Lot n° 122

VOLTAIRE (1694-1778) — L.A.S. « frere Voltaire », Potsdam 28 mai [1751], à WILHELMINE de Prusse, Margrave de BAYREUTH ; 4 pages in-4.

Estimation : 6 000 - 8 000 €
Adjudication : 7 150 €
Description
Belle et amusante lettre à la sœur de Frédéric II, lors de la première année du séjour de Voltaire à la cour du roi de Prusse. [Le Marquis d’ADHÉMAR, gentilhomme lorrain, fut introduit par Voltaire auprès de la Margrave, dont il écrivit, à sa mort en 1758, l’Éloge historique de Wilhelmine de Bayreuth.]

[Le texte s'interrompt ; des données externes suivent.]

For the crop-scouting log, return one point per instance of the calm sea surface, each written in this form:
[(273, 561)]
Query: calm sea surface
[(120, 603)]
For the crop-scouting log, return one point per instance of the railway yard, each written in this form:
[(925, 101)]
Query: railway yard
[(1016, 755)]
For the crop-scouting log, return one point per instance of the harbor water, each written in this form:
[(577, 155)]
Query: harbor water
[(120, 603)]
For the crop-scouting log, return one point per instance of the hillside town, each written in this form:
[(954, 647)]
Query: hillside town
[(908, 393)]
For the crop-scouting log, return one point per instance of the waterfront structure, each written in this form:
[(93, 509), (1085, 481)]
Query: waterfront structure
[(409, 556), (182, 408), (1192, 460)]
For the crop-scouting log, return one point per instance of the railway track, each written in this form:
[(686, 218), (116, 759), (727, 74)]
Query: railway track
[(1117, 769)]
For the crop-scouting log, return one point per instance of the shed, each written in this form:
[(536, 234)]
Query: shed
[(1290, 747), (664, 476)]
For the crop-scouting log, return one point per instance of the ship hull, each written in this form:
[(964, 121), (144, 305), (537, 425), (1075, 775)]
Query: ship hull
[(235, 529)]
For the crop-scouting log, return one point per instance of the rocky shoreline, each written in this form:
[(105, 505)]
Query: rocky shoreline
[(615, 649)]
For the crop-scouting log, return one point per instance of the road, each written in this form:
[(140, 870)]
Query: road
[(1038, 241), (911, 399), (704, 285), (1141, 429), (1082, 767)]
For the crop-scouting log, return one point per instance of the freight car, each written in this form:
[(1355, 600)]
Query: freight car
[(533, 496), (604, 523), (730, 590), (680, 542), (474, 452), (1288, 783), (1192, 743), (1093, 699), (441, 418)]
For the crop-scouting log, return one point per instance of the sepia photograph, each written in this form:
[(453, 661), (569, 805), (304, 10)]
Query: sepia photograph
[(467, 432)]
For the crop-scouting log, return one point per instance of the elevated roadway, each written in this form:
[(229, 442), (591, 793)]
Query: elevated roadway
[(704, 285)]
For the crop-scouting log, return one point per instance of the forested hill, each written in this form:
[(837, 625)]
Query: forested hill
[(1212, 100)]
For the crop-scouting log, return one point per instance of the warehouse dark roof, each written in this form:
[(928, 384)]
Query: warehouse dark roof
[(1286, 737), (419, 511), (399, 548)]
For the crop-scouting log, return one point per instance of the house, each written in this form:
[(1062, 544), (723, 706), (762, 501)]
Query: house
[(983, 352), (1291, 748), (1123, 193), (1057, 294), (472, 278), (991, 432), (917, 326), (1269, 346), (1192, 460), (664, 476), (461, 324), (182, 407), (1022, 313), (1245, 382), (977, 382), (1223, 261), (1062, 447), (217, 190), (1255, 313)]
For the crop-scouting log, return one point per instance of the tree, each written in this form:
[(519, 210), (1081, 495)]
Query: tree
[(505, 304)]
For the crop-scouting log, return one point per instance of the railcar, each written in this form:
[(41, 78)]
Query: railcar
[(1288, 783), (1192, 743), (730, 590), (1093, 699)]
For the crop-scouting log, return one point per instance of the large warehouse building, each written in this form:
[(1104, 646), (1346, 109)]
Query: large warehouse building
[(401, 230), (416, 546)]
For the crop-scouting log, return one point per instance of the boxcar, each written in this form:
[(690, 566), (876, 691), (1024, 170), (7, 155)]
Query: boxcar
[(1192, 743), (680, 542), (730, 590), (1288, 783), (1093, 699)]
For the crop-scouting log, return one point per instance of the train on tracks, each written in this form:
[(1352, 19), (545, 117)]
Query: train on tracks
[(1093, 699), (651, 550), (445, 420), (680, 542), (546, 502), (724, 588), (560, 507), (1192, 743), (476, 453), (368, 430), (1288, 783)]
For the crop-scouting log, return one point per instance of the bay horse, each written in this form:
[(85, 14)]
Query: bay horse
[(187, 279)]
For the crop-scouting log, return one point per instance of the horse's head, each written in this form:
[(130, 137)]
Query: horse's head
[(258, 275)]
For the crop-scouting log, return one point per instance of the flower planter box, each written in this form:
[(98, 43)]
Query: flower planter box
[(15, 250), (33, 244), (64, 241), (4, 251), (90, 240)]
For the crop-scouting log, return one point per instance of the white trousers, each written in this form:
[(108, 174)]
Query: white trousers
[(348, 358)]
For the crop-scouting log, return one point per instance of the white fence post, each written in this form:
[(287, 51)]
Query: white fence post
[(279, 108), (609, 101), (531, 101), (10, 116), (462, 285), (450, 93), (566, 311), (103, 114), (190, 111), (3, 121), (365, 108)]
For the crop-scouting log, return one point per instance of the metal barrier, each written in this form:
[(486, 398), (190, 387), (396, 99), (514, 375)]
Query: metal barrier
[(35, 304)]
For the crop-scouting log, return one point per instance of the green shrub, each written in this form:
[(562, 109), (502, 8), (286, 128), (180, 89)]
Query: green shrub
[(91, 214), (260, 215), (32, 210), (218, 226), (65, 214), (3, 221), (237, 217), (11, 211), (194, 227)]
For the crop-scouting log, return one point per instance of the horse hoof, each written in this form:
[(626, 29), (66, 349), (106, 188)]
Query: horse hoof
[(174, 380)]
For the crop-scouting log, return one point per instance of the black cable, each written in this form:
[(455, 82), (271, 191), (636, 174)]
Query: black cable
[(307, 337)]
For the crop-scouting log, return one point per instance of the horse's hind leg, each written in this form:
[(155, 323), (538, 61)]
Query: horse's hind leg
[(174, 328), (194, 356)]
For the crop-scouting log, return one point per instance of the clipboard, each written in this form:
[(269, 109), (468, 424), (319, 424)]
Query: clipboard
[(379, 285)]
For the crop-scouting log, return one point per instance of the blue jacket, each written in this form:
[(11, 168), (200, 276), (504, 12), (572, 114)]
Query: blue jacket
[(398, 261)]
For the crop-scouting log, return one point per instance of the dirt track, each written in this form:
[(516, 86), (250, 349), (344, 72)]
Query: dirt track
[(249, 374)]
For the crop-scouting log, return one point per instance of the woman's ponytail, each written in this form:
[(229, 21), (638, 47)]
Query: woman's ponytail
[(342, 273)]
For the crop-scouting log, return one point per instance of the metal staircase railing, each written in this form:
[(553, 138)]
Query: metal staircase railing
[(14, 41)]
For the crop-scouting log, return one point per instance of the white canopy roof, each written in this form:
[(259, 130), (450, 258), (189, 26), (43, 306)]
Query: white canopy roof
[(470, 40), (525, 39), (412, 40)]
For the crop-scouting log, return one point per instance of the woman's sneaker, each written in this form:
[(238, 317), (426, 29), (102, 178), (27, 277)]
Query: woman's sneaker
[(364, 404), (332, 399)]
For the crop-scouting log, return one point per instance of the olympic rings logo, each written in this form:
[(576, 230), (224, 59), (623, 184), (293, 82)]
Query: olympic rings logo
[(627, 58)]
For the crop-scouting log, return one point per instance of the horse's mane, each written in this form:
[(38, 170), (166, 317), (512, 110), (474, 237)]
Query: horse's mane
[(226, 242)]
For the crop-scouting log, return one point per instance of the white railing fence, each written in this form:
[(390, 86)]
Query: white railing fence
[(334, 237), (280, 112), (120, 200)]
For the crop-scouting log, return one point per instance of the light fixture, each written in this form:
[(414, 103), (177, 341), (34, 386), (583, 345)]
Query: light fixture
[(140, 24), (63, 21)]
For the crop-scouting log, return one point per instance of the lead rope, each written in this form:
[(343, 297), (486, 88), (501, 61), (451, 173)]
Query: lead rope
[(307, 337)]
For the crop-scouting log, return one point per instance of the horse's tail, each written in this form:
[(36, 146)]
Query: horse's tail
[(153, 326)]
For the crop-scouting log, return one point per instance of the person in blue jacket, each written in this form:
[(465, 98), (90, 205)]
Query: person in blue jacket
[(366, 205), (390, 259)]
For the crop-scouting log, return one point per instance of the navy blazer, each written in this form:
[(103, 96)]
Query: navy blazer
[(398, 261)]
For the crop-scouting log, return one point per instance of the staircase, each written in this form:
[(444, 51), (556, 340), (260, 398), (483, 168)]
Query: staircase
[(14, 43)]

«Votre altesse Royale attendoit des Adhémars, et elle a des Codenius [Cothenius, médecin particulier de Frédéric II]. Au lieu des plaisirs qui devroient etre en foule autour d’elle, faudra t’il qu’elle nait que des julets et des pillules ? faudra t’il toujours craindre pour une santé si pretieuse ? Si le vif interest que tout le monde prend icy a cette santé, pouvoit etre de quelque secours a votre altesse royale, vous seriez bientot guerie. Le couvent de Postdam redouble pour vous madame ses dévotes prieres ; et moy frere indigne de ce monastere je ne suis pas celuy dont les vœux sont les moins fervents, votre altesse royale sait quels sentiments je luy ay vouez elle conait l’empire qu’elle a sur les cœurs. Je suis egalement attaché a la sœur et au frere. Je voudrais chanter mes matines a Potsdam et mes vêpres a Bareuth. Si j’etois sur madame que cette lettre vous parvint dans un temps ou votre santé seroit meilleure, je vous parlerois du marquis d’Adhemar qui n’a pas encor pu se résoudre a quitter Paris, je parlerois d’un gentilhomme lorrain nommé Liebaud [Nicolas Liébault] qui est officier, qui est homme de lettres, sage, instruit, et dont on répond. Mais je ne peux parler que de la santé de votre altesse royale, de nos inquietudes et de notre douleur. Que ne pui-je accompagner Mr Codenius ! Que ne pui-je venir me mettre a vos pieds et a ceux de Monseigneur ». Frédéric II part pour Clèves, « je reste a grifoner dans ma cellule. Les maladies qui m’accablent me rendent sedentaire. Mais madame j’oublie mes maux pour ne songer qu’aux votres. Je suis indigné contre la nature de ce que je ne suis pas le seul qui soufre. Pourquoy fautil qu’une ame aussi ferme que la votre soit logée dans un corps si délicat. Nous avons dix mille grands garcons qui ne pensent point et qui tirent actuelle- ment dix mille coups de fusil aux portes de Potsdam. Ils se portent a merveille. Et madame la mark grave de Bareuth soufre ! et la providence ? ou est elle donc ? Je ne serai pas son serviteur si vous navez de la santé. Et je veux chanter un tedeum au retour de Codenius ».. IL ajoute en tête de la dernière page : «Mr de montparni n’est pas le plus infatigable ecrivain du siecle ». Correspondance (Pléiade), t. III, p. 412.


PROVENANCE
Collection Yemeniz (12 mai 1868, n° 80).